Vernix caseosa is a white substance that coats the skin of a fetus. This natural coating helps prevent cracking and wrinkling of the baby’s skin. Since babies spend months in the amniotic fluid, this substance serves an extremely important purpose. In fact, vernix may even help protect a child’s skin from infection, as the proteins within it have antibiotic properties. This substance can also help cleanse a baby’s skin while it is still in the womb and help make it easier for a baby to move through its mother’s birth canal.
The term vernix caseosa is Latin. Vernix means paint, which is a reasonable description of this protective substance. Caseosa means cheese, which is also quite accurate, as the substance is white and cheesy or waxy in appearance. This substance comes from a baby’s sebaceous glands and is made up of oil and skin cells that have been scraped off.
Typically, babies are born with the vernix still in place, although babies born after a full-term pregnancy are likely to have only some of this coating left. Premature babies, on the other hand, are often completely covered in it. The reason for this difference is a chemical that stimulates the production of amniotic fluid. After a baby’s lungs have fully developed, which typically occurs near full-term birth, they produce a chemical that causes the body to make more amniotic fluid; this appears to cause some deterioration of the vernix layer. Because premature babies are often born before the lungs fully develop, this deterioration may not occur before birth.
Without this substance, a child’s skin may not only appear cracked, but also very wrinkled.

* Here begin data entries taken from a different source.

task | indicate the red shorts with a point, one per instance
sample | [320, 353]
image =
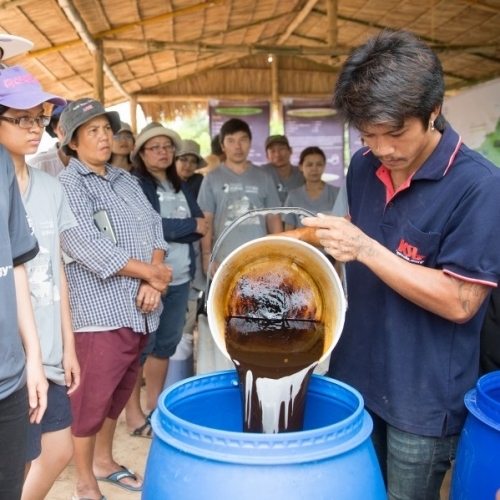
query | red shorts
[109, 363]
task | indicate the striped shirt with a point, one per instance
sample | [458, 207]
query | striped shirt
[98, 296]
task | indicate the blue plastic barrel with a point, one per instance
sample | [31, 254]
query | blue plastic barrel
[200, 453]
[476, 474]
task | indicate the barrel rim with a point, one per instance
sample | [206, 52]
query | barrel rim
[480, 403]
[240, 447]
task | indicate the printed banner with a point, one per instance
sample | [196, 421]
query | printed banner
[475, 115]
[313, 123]
[256, 114]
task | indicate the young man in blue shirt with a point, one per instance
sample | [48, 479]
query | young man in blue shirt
[421, 246]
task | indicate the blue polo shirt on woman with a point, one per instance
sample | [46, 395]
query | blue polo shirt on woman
[413, 367]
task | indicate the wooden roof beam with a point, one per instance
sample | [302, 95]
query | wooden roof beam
[304, 12]
[81, 28]
[250, 49]
[481, 5]
[125, 27]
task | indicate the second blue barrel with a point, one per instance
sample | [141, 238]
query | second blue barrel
[200, 453]
[476, 474]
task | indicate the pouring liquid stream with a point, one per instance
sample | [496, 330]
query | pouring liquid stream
[274, 360]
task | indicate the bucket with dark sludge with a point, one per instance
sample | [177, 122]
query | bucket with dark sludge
[276, 309]
[476, 473]
[199, 452]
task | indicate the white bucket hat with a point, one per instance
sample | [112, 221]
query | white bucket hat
[155, 129]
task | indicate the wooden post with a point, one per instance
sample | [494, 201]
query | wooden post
[333, 31]
[275, 100]
[98, 72]
[133, 113]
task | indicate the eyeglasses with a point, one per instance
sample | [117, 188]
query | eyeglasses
[191, 161]
[26, 122]
[158, 149]
[124, 135]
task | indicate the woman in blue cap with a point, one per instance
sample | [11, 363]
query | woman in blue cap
[22, 122]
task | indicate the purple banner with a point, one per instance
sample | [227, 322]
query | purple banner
[256, 114]
[354, 141]
[313, 123]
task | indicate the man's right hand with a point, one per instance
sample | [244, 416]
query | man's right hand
[161, 276]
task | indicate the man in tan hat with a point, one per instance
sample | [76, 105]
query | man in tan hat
[285, 176]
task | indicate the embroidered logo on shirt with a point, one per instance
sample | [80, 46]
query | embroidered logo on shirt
[409, 252]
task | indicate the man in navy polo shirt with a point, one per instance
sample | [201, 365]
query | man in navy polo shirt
[421, 246]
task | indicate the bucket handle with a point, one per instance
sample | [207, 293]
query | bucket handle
[261, 212]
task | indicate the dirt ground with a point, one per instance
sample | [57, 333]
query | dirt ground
[129, 451]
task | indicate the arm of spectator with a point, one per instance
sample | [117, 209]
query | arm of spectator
[70, 361]
[207, 241]
[148, 298]
[37, 383]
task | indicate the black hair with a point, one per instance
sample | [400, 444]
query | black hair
[393, 76]
[172, 175]
[215, 146]
[232, 126]
[312, 150]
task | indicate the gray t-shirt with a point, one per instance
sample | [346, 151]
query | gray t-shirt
[49, 215]
[299, 198]
[341, 206]
[48, 162]
[17, 244]
[228, 195]
[284, 186]
[174, 206]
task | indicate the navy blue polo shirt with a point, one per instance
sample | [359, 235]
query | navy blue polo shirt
[413, 367]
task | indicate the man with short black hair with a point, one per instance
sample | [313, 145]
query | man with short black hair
[421, 248]
[285, 175]
[232, 189]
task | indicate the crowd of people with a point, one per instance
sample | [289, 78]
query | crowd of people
[117, 226]
[108, 236]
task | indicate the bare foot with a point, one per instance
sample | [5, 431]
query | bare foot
[87, 491]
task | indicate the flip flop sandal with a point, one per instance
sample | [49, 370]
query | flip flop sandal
[139, 432]
[115, 478]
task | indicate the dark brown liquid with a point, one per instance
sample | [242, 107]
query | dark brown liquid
[274, 360]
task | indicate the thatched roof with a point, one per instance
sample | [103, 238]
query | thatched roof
[171, 55]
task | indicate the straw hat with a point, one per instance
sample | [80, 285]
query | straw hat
[189, 147]
[155, 129]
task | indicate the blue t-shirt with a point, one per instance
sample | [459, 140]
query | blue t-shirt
[18, 245]
[413, 367]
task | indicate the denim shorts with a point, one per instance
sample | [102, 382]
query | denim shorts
[57, 416]
[14, 423]
[163, 342]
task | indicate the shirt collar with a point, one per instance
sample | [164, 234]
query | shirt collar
[112, 173]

It might look like how a person’s skin takes care of after being soaked in a bath for an extremely long time. This protective coating, however, allows a baby’s skin to be smooth and soft at birth, despite spending months on fluids.
Often, newborns are shown completely clean in birthing scenes on television. Usually, the opposite is true, and real newborns have blood, other fluids, and vernix on their bodies when fresh from the womb. New parents may only see this coating briefly, however, as it is usually shed soon after birth. Sometimes, however, parents may choose to massage it into their baby’s skin, hoping that their newborns will benefit from this natural moisturizer, even after birth.